There are undoubtedly other forms of understanding too that can be brought to bear on the question of the formation or of the being of delusion. Many of these will be hybrid in character. For example, if I am to grasp the significance of a delusion of world catastrophe, I will first need to understand how aspects of the subject's selfhood and self-experience have become detached from the ('external') world, resulting in an 'autistic' or 'primary narcissistic' or 'omnipotent' mode of being. And then I will need to think of how what has now become the world (i.e. this subjectivised version of worldhood which is all that the schizophrenic person, in the delusional aspects of their being - i.e. in the ambit of their core psychotogenic complexes - has left to them) is experienced as ending. Thus we can say that the delusion of the ending of the world is the emblematisation of the destruction of the self, perhaps projected safely into the future (think of Winnicott on what one fears as already having happened).

But, yes, my main point here is that many of the forms of understanding we bring to bear on delusion are precisely not compatible with the form we started with - with, that is, the kind of understanding which, if I am right, Jaspers is referring to as being impossible with schizophrenic delusion. I cannot grasp a delusion as the product of to-me intelligible-to-hold beliefs and desires (Davidson's so-called 'primary reasons') or in terms of the ends or the facts or purported facts (which are what we normally mean by actual talk of 'reasons') proffered by the delusional person. If I could, then, (the standard interpretation of) Jaspers' story goes, we simply would not here have to do with delusion in any case. But also in the very bringing to bear of some of these other forms of understanding on the delusional beliefs we are, I want to suggest, already consigning them to the category of the un-understandable (in the ordinary, initial, sense). To offer, say, a defensive-motivational understanding of someone's believing what they do is to assert that an ordinary reason-giving explanation will not cut it here. As to which forms of understanding are and are not compatible with maintaining the propriety of the initial everyday-reason-giving form, well, try it out yourself using different examples. Even at the neurological level, whilst it is clear that ordinary believing will necessarily be subtended by any number of diverse neurological processes, if we are looking at accounts of neurological dysfunction, given that such function or dysfunction must itself surely be defined relative to (say) the reality contact or otherwise of the patient, the possibility even of such 'merely causal' forms of explanation will itself, it seems to me, impugn the sane status of the person in their believing what they do when they cleave to what are to be identified as delusions.

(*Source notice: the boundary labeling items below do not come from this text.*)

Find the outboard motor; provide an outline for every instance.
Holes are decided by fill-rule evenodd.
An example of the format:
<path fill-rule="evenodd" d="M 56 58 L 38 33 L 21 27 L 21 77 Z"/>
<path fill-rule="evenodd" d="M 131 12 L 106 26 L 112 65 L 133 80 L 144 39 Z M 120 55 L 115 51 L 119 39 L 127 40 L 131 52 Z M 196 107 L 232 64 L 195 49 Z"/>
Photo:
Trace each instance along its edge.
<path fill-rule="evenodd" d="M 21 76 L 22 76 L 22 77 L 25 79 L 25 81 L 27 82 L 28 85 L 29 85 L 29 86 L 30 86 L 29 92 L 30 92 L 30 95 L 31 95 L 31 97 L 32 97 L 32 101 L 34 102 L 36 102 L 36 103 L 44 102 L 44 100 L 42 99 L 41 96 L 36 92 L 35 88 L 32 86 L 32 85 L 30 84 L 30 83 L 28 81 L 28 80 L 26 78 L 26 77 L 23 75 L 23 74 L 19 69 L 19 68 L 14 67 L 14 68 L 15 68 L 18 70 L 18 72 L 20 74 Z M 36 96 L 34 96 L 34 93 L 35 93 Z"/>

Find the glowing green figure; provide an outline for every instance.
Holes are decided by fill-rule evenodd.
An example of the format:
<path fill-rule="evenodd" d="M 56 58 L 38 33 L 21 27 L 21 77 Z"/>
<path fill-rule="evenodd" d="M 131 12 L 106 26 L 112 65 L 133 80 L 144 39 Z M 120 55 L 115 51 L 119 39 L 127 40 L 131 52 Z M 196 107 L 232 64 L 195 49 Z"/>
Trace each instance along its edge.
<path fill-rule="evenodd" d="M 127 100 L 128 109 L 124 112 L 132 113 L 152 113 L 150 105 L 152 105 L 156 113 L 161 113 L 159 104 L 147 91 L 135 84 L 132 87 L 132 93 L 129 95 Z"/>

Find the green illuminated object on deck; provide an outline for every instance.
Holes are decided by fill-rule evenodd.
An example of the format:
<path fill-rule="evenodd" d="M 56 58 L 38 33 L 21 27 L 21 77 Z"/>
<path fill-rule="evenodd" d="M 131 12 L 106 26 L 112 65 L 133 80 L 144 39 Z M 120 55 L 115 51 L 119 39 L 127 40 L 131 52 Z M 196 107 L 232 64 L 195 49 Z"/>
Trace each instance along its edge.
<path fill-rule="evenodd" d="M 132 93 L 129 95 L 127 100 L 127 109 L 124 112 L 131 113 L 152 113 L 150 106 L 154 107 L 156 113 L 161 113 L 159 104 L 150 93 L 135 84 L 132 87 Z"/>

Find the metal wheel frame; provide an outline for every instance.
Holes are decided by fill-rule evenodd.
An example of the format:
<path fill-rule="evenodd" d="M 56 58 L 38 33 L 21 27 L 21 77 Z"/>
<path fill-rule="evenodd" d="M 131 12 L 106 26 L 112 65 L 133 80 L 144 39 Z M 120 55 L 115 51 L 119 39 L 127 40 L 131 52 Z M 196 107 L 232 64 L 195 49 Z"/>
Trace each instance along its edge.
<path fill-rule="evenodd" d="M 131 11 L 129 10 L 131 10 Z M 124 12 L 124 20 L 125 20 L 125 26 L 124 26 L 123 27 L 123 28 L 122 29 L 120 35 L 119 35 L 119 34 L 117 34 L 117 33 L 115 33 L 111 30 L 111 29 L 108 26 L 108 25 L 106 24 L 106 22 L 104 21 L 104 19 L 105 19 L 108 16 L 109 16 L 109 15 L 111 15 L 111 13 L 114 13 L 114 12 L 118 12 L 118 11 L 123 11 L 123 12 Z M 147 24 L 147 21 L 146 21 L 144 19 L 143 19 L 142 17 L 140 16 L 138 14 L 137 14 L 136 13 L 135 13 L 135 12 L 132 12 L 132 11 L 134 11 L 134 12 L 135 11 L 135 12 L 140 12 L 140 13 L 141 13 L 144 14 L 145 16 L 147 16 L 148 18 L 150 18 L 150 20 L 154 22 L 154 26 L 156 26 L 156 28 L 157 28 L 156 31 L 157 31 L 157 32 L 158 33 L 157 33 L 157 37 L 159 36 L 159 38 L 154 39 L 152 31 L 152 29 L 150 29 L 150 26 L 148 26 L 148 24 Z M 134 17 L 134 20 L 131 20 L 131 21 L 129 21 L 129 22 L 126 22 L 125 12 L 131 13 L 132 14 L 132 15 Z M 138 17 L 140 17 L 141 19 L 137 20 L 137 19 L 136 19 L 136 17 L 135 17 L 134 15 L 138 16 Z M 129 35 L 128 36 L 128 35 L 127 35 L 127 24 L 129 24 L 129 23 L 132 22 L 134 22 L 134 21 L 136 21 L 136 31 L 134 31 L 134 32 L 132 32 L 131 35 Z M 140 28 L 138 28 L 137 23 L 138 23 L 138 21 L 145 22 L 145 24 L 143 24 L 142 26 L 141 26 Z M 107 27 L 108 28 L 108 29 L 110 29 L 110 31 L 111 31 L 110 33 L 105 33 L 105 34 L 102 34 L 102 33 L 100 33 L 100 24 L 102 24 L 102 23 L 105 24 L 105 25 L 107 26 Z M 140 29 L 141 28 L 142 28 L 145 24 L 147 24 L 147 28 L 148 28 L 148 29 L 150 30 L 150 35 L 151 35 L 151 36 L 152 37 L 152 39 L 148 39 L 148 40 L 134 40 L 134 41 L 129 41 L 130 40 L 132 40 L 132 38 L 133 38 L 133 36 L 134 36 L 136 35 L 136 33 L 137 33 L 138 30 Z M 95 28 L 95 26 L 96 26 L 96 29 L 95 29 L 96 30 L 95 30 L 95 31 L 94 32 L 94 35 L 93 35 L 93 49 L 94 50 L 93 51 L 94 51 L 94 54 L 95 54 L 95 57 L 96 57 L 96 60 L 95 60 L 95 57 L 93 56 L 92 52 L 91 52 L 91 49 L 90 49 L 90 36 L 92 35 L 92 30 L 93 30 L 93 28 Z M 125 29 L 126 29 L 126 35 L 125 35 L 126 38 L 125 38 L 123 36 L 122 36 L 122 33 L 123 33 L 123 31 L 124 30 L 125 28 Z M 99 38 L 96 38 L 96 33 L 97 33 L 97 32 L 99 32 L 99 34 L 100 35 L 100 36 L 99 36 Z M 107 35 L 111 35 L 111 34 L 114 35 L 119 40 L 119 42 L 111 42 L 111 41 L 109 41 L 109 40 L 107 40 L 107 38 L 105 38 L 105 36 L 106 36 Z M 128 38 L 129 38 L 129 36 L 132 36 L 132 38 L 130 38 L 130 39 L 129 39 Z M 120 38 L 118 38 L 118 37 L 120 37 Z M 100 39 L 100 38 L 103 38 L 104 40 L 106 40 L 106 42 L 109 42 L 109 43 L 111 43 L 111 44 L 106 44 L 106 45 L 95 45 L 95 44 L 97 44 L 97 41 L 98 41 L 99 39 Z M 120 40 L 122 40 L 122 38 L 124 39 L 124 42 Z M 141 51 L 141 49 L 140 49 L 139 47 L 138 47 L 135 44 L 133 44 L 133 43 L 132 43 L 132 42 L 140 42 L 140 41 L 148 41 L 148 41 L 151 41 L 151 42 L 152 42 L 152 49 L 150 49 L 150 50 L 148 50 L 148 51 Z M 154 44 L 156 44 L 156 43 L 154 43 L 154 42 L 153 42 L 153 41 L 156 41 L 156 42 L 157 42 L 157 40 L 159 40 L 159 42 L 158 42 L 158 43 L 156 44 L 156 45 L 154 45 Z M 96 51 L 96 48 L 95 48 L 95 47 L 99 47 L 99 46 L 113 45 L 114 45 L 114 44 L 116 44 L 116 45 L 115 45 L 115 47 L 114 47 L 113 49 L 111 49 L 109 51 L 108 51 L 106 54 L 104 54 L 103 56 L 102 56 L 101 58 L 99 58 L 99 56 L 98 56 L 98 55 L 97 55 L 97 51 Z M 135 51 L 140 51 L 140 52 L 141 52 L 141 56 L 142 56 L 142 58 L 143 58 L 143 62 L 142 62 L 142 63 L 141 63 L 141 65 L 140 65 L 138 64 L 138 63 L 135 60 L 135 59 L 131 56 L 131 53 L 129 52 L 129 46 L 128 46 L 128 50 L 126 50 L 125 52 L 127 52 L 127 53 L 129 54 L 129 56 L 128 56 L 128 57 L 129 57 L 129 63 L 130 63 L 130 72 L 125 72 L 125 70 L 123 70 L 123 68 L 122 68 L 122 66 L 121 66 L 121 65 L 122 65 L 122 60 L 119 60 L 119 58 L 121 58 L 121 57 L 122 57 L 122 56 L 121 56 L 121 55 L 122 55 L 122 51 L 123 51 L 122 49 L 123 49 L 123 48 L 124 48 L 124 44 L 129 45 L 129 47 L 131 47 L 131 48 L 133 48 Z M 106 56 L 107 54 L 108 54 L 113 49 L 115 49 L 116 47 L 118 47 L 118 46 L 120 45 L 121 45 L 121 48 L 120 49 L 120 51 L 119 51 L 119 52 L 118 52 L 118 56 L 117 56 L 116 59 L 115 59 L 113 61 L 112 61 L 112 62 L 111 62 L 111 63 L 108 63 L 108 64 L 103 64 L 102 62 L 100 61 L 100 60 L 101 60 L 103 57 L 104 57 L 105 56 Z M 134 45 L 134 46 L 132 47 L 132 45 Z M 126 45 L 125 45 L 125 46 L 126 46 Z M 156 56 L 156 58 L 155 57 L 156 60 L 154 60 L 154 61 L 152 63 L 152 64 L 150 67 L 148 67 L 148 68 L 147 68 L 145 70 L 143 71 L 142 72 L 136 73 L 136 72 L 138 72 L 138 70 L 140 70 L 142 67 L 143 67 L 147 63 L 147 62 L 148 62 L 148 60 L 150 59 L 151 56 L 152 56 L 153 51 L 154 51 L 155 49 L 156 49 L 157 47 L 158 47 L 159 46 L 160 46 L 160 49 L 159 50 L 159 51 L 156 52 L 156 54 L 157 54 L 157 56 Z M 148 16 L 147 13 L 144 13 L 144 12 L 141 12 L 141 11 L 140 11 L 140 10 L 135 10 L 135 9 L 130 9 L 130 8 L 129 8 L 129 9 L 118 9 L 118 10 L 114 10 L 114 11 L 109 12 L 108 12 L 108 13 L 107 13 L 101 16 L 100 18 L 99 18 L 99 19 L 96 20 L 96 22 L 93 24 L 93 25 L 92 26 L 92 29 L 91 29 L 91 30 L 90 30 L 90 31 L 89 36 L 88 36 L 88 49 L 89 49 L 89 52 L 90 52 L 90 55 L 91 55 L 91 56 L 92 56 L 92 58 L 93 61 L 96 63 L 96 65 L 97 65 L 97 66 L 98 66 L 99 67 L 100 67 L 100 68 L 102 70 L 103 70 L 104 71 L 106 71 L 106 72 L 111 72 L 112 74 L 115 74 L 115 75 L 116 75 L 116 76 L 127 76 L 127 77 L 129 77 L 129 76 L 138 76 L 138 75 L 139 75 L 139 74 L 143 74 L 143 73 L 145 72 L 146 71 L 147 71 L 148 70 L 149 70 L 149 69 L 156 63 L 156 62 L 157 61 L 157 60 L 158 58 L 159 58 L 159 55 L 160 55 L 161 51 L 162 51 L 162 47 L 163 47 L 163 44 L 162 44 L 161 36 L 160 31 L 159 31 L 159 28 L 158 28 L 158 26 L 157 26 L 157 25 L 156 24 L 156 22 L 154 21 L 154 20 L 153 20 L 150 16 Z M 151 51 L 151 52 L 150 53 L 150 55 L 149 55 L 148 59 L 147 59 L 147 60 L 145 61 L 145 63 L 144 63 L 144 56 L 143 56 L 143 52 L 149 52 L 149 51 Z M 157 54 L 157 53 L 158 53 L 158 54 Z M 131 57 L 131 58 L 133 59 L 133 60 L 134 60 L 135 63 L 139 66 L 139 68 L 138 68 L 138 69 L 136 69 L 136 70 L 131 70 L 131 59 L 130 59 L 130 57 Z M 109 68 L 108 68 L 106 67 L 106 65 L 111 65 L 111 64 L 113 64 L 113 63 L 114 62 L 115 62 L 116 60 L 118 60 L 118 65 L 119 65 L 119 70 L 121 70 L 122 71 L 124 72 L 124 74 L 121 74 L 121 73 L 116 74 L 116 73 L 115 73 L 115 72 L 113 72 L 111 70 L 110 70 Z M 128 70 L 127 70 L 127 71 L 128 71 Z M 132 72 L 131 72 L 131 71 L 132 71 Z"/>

And, just in case its not obvious, why am I going on about this here? Well, psychologists are apt to say something like 'oh that terrible Jaspers, he said we couldn't understand delusions, make them intelligible, but this was to give up on the psychotic person and to fail to reach out to them as a sense-making subject'. My point would be that the ways in which we can and do understand delusion in fact precisely also implicate the delusional subject in a form of senselessness, in a failure of everyday meaning. Far from bringing a greater degree of interpretative charity to bear on the psychotic subject, the psychologist just described succeeds merely in muddying the psychopathological waters - as well as in missing the depth of psychotic damage and, one suspects, the terror attendant on it.